In particular, the motor was unable to reach the appropriate speed and torque, and the use of the controller was able to sustain stable operation whenever the friction coefficient was deliberately increased and currently of inertia was artificially reduced. As a result, there were oscillations and instability, which had a negative impact on productivity. However, the motor operated smoothly and steadily when the friction coefficient and moment of inertia were correctly determined, leading to enhanced performance and efficiency.

According to these results, the precise identification of the friction coefficient and moment of inertia is essential for the control and operation of PMSMs, and incorrect identification of these parameters can have a considerably negative impact on performance and efficiency. Therefore, before operating and managing PMSMs, it is crucial to carry out rigorous testing and measurements to precisely determine these parameters. This paper also touches on the significance of precisely determining the PMSM states, such as rotor location and speed as well as magnetic saliency. The many techniques for identifying the states, including frequency-response analysis and back-EMF-based techniques, have been thoroughly studied.
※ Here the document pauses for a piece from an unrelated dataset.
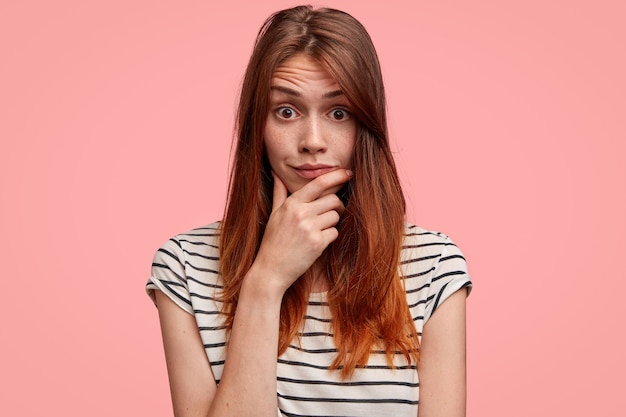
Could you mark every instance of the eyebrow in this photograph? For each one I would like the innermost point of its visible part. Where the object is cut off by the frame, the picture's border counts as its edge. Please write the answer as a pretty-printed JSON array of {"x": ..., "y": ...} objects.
[{"x": 294, "y": 93}]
Overall, the results of this literature review demonstrated the significance of the accurate identification of parameters and states in PMSMs for efficient motor control. This review highlights the need for further research in developing robust and accurate identification techniques that can be applied in practical applications.

6. Discussion

In this study, the importance of the accurate identification of the inductances and states of the system, as well as of the friction coefficient and moment of inertia, in permanent magnet synchronous motors (PMSMs) was demonstrated through simulation study. The results showed that inaccurate identification of these parameters can result in poor performance and inefficiency of the motor.

This study emphasizes the significance of precise modeling and control of PMSMs since these elements play a crucial role in determining how well the motor will react to variations in torque and speed. For the motor to be controlled and operated properly, these parameters must be accurately identified. Inaccurate identification can lead to oscillations and instability, which can have a negative impact on performance and effectiveness.

This study also offers two approaches—mathematical calculations and no-load tests—for figuring out the friction coefficient and moment of inertia. Both approaches have merits and drawbacks. These parameters can be quickly and easily determined using mathematical formulas, but the accuracy is reliant on the correctness of the input data. Although no-load testing can yield more precise results, it takes more time and resources.

This study emphasizes the value of utilizing simulation studies to assess PMSM performance in various scenarios. Simulation studies can offer a practical and reliable technique to test various hypotheses and assess the effects of various conditions on motor function. It is crucial to keep in mind that simulation studies have limitations and might not always correctly reflect actual settings. Consequently, it is crucial to use experimental data to confirm the simulation conclusions.

7. Conclusions

In conclusion, this study emphasizes the importance of the accurate identification of parameters such as inductances and states of the system, as well as the friction coefficient and moment of inertia, in PMSMs. Accurate identification of these parameters is necessary for proper modeling and control of the motor, leading to improved performance and efficiency. Mathematical calculations and no-load tests are two methods for determining these parameters, each with its own advantages and disadvantages. Simulation studies can provide a cost-effective and safe way to test different scenarios, but it is essential to validate the simulation results with experimental data.